Demir alma günü gelmişse iktidardan!
15 Temmuz darbe girişimi sonrası meydana gelen olağanüstü durumu fırsata çeviren AKP Genel Başkanı Tayyip Erdoğan, MHP Genel Başkanı Devlet Bahçeli'nin desteğiyle Anayasa'yı değiştirdi ve "Cumhurbaşkanlığı Hükümet Sistemi" diye tek kişilik bir yönetim şeklini, hepsine şaibe karışmış bir Meclis oylaması, referandum ve seçimle kabul ettirdi.
Erdoğan, referandumda, oylama sürerken mühürsüz oy ve zarfların geçerli kabul edilmesine itiraz eder gibi yapan muhalefete de "Atı alan Üsküdar'ı geçti" diye cevap verdi.
Takip eden süreçte, Hazine'yi boşalttılar; ekonomide deniz bitti! "PTT'de ayçiçek yağı satmak" gibi garip çözümler üretildi.

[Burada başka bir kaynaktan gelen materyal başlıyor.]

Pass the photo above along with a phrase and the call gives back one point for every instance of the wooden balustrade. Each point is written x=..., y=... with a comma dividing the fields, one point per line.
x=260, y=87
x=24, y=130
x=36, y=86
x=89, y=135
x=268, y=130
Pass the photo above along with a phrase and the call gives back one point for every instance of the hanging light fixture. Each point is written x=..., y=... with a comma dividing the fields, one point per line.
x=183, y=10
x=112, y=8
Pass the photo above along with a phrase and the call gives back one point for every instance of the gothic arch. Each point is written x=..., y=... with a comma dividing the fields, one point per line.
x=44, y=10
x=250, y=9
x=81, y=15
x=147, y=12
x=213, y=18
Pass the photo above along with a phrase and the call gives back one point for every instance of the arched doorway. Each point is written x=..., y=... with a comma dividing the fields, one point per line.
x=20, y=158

Ucuz ekmek satışına ise engellemeye çalıştılar!
Salgın gerekçesiyle konulan sokağa çıkma, toplanma yasakları, para cezası kesmek için kullanıldı. İktidar partisi ise düğün yasağını da deldi, miting yasağını da kongre yasağını da…

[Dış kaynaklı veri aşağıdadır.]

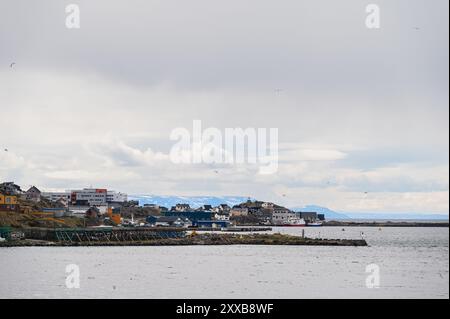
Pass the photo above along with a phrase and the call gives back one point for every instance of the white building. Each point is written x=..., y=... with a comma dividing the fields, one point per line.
x=55, y=196
x=116, y=197
x=89, y=196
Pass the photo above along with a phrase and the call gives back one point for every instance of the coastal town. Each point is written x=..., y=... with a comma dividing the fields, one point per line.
x=103, y=207
x=98, y=216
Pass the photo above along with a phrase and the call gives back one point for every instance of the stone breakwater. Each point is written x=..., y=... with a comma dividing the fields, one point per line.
x=200, y=239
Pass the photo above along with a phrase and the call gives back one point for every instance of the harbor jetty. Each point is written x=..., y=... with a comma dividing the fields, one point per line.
x=161, y=236
x=386, y=223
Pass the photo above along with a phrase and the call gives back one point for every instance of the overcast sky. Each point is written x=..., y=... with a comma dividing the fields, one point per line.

Derken, sıra yaylaları imara açmaya, yani satmaya geldi… İktidar, Boğaziçi Üniversitesi'ni kendisine benzetmek için rektör ataması yaparak bir tartışma konusu daha çıkardı. Bu arada "Kâbe resmi yere atıldı" gibi bir tahrik unsuru da kullanıldı. Türkiye'yi, Kâbe'yi hatta Kur'an'ı pasta yapıp yiyenlere ise sesleri bile çıkmadı!
***
Bu gerilim tohumları yeterli olmayınca, "Acaba iktidarı devam ettirebilmek için Anayasa değişikliği ile yeniden topyekûn bir sıfırlama yapabilir miyiz?" arayışına girdiler.

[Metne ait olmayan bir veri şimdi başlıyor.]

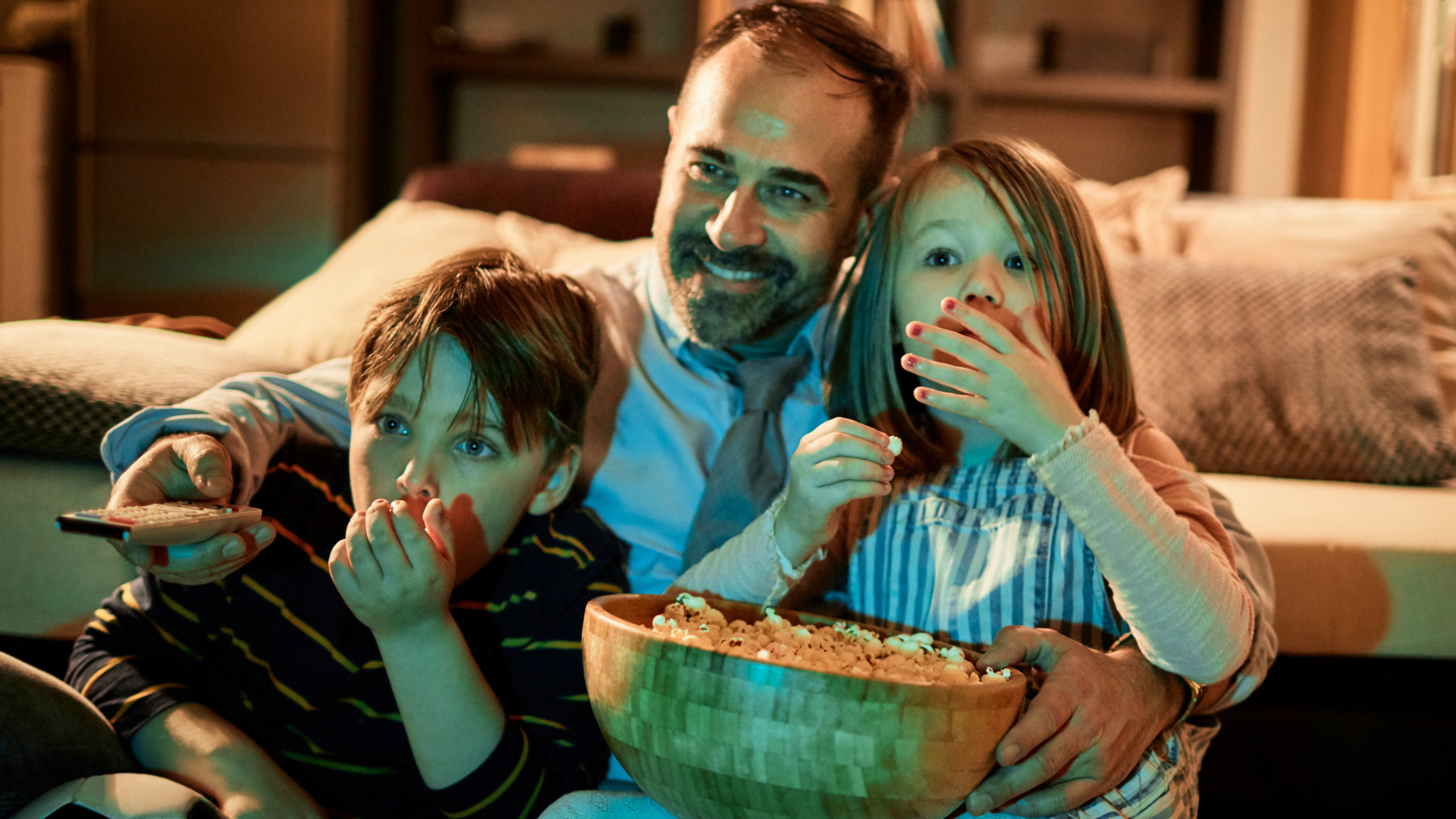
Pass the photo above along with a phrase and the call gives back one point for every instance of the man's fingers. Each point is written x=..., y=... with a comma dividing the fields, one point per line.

Erdoğan, "Yakında reform paketlerimizin felsefesini, amaçlarını, hedeflerini ve faaliyet başlıklarını içeren kapsamlı çalışmayı kamuoyuyla paylaşacağız. Türkiye'de sorunların kaynağının 1960'dan beri darbeciler tarafından yapılan anayasalar olduğu ortadadır. Yeni bir anayasayı tartışma vakti geldi. Cumhur İttifakı'ndaki ortağımızla bir anlayış birliğine varmamız halinde önümüzdeki dönemde yeni anayasa için harekete geçebiliriz." dedi.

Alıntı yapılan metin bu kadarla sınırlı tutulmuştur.